The Hunter, equipped with a curling iron, was ready. For anything.
xXxXx
"Yes, this is the police," a pudgy officer said when Drunk answered the door.
"Ah, yes, good. You must help. There is a madman living upstairs chasing an alarm clock." The officer looked at him dubiously, then hungrily, like he was a donut, then dubiously again.
"I have proof!" Drunk insisted, pulling a handkerchief out of his pocket with which to grab the officer by the arm, and dragged him into the decimated kitchen. The officer looked incredulous.
"What caused this?'
"I told you, it's the lunatic upstairs!" The officer turned on Drunk.
"We had an officer check it out; judging," he said, thumbs hooked to his belt and looking all of his numerous IQ points, "by the amount of dust and destruction, no one has lived there for sometime."
"What? That's cause for someone having been there minutes ago! And what on Earth do you think cold have caused this hole?" he asked, gesticulating madly.
"Between you and me, nothing on Earth, if ya know what I mean," he murmured from the side of his mouth. Straightening up, the officer said, "So I must believe you are DUI."
"I'm not driving."
"All the same; are you, sir, drunk, by any chance?"
"Why, yes, yes I am," he said studiously, straightening up.
"Ah-hah! Have you then, sir, been…drinking?"
"No, oh good heavens, no!"
"Then…you are not drunk?"
"Oh, but I am! Drunk Alphonso III," he proclaimed.
"Yes, sir, you're coming with us."
"Us?"
"Oops, I wasn't supposed to tell anyone about—well, never mind. Don't question authority!"

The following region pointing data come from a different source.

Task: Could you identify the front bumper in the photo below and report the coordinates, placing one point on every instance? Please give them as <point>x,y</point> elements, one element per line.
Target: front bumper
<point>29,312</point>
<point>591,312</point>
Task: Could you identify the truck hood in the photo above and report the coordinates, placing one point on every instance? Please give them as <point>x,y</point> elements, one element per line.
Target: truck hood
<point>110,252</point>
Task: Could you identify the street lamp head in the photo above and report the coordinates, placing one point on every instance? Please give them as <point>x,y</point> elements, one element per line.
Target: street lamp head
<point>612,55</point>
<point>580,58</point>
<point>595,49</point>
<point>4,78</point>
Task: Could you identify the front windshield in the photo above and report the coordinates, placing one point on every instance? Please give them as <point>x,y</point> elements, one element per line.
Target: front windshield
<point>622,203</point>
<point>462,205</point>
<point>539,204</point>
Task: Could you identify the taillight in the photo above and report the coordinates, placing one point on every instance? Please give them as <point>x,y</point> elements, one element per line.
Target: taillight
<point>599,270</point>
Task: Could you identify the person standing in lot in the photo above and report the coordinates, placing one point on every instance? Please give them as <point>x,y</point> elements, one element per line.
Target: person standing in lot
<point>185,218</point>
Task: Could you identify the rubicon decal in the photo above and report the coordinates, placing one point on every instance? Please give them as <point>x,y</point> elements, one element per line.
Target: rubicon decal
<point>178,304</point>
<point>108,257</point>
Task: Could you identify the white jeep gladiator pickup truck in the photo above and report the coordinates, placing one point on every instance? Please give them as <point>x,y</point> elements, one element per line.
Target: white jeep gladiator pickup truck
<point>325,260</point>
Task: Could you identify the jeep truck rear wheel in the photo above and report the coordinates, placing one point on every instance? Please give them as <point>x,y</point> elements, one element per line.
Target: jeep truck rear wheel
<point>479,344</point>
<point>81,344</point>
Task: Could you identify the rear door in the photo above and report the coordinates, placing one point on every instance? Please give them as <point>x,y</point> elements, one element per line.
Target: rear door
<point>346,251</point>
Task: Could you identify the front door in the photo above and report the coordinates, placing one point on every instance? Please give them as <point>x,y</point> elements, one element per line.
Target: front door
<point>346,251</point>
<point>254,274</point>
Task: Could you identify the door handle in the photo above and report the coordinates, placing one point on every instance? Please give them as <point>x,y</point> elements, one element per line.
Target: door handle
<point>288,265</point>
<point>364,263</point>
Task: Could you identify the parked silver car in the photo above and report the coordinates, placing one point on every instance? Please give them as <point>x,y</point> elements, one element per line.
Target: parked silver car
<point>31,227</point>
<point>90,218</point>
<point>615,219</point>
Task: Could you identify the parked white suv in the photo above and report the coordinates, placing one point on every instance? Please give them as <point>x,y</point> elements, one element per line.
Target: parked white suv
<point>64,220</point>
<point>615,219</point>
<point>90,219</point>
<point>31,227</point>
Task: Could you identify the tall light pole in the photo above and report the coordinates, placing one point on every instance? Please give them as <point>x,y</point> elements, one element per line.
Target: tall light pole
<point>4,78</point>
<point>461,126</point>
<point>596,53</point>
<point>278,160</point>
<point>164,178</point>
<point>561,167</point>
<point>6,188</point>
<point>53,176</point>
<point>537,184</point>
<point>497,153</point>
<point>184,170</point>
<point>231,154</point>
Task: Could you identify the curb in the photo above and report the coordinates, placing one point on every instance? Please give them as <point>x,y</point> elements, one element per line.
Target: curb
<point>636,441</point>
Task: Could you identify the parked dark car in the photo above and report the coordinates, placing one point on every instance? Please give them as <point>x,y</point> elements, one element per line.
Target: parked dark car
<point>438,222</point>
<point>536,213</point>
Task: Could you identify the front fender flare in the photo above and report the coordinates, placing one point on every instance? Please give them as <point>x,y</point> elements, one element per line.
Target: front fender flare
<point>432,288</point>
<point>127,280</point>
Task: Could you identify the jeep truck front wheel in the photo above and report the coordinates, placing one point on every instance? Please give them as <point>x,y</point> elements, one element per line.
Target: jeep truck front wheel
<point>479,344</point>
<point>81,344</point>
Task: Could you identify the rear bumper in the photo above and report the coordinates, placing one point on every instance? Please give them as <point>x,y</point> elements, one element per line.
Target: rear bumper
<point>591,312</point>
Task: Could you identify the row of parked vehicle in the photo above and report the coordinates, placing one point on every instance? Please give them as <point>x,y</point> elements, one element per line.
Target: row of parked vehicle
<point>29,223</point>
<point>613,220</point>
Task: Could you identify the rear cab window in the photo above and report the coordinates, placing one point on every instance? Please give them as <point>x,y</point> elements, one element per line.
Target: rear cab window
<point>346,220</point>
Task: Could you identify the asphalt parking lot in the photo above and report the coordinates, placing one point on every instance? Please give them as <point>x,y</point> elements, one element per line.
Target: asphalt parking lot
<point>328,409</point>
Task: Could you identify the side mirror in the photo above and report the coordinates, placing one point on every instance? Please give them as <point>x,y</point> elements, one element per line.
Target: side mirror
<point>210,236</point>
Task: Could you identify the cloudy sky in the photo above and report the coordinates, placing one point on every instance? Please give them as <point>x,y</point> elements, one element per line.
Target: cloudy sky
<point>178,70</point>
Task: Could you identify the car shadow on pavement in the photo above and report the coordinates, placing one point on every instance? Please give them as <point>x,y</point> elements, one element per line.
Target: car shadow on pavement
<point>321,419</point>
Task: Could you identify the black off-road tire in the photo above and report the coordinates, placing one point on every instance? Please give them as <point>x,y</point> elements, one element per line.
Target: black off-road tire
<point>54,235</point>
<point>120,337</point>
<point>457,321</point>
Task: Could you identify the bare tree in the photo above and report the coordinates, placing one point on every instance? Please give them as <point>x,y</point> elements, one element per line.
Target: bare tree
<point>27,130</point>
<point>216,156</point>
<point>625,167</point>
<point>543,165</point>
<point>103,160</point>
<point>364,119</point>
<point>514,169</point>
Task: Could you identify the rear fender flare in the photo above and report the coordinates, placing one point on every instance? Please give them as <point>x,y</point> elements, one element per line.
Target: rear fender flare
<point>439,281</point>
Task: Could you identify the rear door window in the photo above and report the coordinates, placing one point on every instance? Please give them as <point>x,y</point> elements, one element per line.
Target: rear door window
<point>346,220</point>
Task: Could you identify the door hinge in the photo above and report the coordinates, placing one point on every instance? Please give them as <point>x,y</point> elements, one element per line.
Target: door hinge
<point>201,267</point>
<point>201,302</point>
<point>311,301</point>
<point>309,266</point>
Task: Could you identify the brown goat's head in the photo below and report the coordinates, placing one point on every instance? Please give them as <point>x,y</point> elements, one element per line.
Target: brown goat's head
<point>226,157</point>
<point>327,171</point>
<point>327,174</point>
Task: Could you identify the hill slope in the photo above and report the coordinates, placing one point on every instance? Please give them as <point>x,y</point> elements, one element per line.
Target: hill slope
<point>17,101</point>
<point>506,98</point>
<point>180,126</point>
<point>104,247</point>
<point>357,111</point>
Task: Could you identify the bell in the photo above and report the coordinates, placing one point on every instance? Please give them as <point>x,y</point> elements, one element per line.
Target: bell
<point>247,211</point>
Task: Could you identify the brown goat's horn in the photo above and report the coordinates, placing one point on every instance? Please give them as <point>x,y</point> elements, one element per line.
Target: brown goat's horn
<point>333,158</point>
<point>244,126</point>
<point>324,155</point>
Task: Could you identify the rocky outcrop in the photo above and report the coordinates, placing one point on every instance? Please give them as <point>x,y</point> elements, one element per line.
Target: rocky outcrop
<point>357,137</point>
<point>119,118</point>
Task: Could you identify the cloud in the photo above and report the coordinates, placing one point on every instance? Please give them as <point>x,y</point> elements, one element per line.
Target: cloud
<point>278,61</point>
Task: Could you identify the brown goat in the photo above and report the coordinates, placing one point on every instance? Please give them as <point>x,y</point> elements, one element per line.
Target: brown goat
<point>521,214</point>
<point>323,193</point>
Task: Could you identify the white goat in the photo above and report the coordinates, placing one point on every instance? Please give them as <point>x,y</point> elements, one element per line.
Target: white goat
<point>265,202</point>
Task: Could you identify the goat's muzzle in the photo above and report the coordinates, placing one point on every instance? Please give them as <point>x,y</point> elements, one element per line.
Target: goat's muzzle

"But I tell you, I saw him!"
"A likely story. Come on, Drunk Alphonso III." Drunk tried to run, but the officer, spotting the soap, chucked it at his head, knocking him down.
"You're coming with us."
And the alarm played on.
xXxXx
As the officer was leading Drunk outside, a blender came slamming into the ground, shattering into hundreds of pieces. Drunk while round in time to see an alarm clock come flying out after it, hit the ground, and take off rolling.
"There! Did you see it?" The officer turned round, saw the blender, look at Drunk, and shook his head slowly, side to side, as a lion with a headache might do.
As they were getting into the squad car, manned by the aforementioned officer, Drunk caught sight of the Hunter scaling down the building, cradling an also aforementioned flowerpot (his iron had gotten jammed in the wall), before he landed and took off after the alarm clock, which, by the way was still blaring.
"There he is!" Drunk shouted, just before the Tazer let him sleep.
xXxXx
The Hunter chased the alarm clock through the park as it churned up pansies, mowed over Scottish Terriers, and blew up the skirts of their walkers. It smacked into a kid, making him drop his ice cream on the Hunter's foot, Rocky Road Blueberry Tangerine Avocado Twist with Rainbow Spectrum Sprinkles and an Iron Man action figure seeped between his toes. He was leaving a trail, but it mattered not when he was this close to his target. He followed the thing down to the docks where, just avoiding the flowerpot projectile, it propelled itself into the water. The Hunter stopped, breathing heavily, staring at the sinking thing. And would you know, he could still hear the blaring, though it slowly faded after he crossed the park once more to go home, ready for a new day.